When a leader is ousted for apparent cause, many will see the action as a sign of failure. However, Davenport
points out, the individual may not be at fault. Rather, the cause could be a cultural mismatch between the leader
and the radiology practice or hospital. Or goals set by the institution or practice may not align with those believed by the leader to be attainable under his or her guidance.

Another possible culprit: a lack of understanding among practice or hospital management as to the qualities that particular imaging provider requires in a leader.

On the flip side, responsibility for a leadership failure can rest on the shoulders of that individual—even if he or she exhibits trust, selflessness, flexibility and many of the other traits now associated with great leadership.

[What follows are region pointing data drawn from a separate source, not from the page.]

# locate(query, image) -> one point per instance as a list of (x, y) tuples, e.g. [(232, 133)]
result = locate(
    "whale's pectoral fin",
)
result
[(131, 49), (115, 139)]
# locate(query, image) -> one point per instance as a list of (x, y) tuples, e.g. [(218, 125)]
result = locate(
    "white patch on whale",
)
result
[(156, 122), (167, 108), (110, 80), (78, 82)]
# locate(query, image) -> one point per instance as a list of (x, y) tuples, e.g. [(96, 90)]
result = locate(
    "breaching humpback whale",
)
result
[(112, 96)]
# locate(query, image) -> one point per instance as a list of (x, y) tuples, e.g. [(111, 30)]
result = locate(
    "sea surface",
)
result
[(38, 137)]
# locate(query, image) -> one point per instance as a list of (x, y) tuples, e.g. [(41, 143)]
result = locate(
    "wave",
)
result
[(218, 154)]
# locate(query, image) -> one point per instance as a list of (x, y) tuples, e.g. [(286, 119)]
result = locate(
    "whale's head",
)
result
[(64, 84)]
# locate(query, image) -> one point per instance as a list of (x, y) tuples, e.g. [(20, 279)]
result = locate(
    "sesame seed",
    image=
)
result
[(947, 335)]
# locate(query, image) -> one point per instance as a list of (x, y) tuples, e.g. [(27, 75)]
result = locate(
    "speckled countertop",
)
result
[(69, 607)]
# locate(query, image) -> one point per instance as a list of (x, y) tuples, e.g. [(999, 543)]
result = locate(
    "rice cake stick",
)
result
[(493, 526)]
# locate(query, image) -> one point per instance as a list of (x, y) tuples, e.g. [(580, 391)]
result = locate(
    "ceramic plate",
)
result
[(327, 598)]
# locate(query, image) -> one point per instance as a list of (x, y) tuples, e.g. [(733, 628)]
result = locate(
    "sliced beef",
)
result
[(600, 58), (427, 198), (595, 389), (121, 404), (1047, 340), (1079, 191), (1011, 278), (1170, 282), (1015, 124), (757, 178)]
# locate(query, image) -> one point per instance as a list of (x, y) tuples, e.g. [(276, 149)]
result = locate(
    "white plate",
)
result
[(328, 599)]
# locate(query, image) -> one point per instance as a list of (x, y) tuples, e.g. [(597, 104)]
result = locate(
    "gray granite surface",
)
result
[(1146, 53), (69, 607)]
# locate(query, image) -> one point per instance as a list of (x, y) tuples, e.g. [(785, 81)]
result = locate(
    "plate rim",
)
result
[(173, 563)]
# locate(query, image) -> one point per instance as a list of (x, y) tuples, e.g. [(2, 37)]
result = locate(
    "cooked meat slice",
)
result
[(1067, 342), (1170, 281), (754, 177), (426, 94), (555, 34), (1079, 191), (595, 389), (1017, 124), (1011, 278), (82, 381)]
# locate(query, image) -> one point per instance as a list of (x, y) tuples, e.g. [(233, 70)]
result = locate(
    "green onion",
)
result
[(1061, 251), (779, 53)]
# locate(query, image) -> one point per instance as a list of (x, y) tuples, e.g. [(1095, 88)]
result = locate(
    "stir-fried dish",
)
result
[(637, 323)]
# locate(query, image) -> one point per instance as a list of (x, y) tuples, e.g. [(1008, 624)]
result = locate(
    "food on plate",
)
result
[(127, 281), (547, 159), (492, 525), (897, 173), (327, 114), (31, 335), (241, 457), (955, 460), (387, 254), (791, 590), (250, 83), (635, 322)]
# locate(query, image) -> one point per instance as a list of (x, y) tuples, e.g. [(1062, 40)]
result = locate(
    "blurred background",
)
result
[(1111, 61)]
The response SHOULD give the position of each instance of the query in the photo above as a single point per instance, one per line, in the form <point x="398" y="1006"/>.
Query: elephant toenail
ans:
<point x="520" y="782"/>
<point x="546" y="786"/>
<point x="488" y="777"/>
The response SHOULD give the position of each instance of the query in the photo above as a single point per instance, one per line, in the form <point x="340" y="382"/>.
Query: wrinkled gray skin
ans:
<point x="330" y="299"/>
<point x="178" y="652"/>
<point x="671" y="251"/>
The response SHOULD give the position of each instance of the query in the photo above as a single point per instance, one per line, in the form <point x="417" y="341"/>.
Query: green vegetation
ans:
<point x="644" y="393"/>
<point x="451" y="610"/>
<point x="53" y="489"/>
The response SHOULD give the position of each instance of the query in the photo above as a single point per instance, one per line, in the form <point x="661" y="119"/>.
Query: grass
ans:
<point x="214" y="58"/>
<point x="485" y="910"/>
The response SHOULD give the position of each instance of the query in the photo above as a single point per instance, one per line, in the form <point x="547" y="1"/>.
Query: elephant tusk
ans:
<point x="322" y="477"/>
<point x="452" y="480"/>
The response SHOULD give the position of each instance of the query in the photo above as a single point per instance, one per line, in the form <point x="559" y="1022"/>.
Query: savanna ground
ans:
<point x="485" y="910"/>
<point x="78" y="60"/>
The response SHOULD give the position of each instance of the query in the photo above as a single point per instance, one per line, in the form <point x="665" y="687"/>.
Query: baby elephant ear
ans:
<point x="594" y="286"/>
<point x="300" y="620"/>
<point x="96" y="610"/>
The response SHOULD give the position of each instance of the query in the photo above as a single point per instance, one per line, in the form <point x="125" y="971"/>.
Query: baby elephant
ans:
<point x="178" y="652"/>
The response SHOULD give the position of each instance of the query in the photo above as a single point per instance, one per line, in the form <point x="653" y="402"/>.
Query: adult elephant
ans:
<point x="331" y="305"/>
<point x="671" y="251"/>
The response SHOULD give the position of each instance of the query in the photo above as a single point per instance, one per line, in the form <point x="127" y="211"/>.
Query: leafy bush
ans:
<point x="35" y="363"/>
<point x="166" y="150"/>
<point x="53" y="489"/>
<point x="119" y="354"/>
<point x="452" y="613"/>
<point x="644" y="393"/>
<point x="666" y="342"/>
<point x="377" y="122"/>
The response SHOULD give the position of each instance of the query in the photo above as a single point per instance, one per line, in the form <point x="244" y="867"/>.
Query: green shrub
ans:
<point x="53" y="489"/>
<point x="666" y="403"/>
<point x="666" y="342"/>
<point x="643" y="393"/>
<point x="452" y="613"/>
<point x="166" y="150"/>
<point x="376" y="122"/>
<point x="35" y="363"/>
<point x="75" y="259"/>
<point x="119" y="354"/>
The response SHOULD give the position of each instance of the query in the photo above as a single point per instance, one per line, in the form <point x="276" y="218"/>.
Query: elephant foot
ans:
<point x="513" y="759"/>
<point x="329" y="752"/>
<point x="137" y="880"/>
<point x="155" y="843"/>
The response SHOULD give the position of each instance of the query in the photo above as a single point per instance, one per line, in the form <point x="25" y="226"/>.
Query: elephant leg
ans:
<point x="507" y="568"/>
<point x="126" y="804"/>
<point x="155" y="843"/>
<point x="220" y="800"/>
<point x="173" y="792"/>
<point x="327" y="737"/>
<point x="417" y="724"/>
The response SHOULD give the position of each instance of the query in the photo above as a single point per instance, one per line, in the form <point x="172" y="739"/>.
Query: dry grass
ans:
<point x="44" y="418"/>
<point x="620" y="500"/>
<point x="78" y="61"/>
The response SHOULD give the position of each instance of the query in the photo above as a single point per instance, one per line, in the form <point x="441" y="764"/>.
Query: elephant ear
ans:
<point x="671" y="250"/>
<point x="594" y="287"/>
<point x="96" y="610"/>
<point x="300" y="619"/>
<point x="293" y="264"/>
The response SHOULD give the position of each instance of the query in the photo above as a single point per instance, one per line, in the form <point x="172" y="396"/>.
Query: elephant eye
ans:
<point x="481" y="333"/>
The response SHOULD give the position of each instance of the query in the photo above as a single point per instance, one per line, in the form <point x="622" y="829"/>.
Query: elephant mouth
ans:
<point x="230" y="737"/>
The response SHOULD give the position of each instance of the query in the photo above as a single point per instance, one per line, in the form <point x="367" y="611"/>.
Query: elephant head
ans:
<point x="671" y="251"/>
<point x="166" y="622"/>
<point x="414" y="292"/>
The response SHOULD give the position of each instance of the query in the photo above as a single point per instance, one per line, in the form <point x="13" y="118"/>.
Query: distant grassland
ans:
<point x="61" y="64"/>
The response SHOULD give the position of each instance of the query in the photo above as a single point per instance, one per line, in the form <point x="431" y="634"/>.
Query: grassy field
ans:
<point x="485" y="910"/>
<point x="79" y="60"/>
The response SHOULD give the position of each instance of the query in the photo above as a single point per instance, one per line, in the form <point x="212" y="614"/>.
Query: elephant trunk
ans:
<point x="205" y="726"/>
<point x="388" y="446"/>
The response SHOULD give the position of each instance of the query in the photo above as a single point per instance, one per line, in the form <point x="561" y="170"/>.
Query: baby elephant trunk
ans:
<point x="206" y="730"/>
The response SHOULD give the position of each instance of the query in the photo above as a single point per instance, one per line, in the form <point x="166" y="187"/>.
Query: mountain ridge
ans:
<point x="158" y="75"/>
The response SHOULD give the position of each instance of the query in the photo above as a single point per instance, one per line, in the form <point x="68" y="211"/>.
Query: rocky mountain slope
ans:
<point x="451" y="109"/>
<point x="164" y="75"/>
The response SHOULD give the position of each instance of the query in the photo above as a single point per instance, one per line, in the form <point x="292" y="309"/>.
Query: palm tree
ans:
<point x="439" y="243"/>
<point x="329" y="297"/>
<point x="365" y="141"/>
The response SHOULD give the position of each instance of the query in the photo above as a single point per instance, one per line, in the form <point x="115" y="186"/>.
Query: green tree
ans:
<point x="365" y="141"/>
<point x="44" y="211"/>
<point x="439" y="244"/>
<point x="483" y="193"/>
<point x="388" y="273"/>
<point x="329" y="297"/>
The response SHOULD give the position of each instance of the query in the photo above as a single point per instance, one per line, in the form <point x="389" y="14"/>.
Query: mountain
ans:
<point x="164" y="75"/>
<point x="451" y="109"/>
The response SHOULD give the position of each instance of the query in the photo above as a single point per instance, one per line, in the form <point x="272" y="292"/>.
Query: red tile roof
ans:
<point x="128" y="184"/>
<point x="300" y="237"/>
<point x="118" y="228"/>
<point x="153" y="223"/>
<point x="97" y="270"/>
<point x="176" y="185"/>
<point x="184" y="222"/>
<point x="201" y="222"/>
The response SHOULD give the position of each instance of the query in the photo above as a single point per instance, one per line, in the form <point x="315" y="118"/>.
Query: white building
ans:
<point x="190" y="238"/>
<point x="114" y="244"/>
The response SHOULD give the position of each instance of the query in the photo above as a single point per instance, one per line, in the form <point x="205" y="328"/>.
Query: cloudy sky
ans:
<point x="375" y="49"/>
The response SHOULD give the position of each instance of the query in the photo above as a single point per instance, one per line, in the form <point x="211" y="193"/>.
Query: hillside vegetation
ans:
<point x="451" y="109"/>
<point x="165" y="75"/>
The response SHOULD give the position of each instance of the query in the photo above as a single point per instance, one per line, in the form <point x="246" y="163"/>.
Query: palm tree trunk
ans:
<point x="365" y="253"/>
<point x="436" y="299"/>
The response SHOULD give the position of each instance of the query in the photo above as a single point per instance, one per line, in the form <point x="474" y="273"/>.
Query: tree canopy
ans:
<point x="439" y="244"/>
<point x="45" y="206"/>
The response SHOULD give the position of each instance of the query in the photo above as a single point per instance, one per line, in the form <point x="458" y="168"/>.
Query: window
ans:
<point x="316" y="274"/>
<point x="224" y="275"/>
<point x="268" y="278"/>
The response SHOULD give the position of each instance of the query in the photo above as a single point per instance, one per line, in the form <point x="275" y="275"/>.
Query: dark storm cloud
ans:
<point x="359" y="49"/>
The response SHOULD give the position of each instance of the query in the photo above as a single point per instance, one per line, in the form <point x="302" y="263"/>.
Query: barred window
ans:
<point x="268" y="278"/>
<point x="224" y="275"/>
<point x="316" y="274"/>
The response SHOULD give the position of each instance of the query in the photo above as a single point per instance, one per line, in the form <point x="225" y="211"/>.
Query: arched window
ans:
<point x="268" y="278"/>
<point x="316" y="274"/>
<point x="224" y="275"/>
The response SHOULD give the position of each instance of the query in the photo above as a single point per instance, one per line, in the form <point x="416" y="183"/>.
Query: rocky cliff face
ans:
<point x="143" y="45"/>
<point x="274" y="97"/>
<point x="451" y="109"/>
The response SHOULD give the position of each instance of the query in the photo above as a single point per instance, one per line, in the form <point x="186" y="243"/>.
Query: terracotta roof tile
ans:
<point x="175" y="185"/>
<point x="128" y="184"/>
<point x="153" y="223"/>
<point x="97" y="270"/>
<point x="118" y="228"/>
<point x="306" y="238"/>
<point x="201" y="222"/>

According to Davenport, the disconnect between the typical path leaders follow to the top and what is needed for effective leadership is a likely contributor to failure—within and outside the radiology realm.

“Most of the time, at least in academic careers, all success is dependent on personal experience and achievement—for example, high grades, first author of a publication, etc.,” Davenport says. “However, this type of success, personal success, does not make a successful leader. Being able to work for the greater good and as part of a team—those are the building blocks and will remain so” for the foreseeable future.

It can never hurt to listen before leading or to put organization before self.

In the Davenport-Dunnick paper published by RadioGraphics, the bulk of which is an interview of the latter by the former, Davenport asks what advice Dunnick would give others who are recruiting a new leader. Two things, Dunnick says.

“First, I would ensure that the leader is a good listener,” Dunnick replies, in part. “The people who do the work will know much more about what they are doing than the leader will. Leaders should avoid thinking they know more than others or know all the answers.”

Second, the organization should look for leaders who value the organization above themselves.

“Beware of leaders who seek the position for personal gain,” Dunnick warns. “Instead, look for those who are seeking to improve the organization, the field and the people they serve. Physician-leaders must place their patients and their organization first.”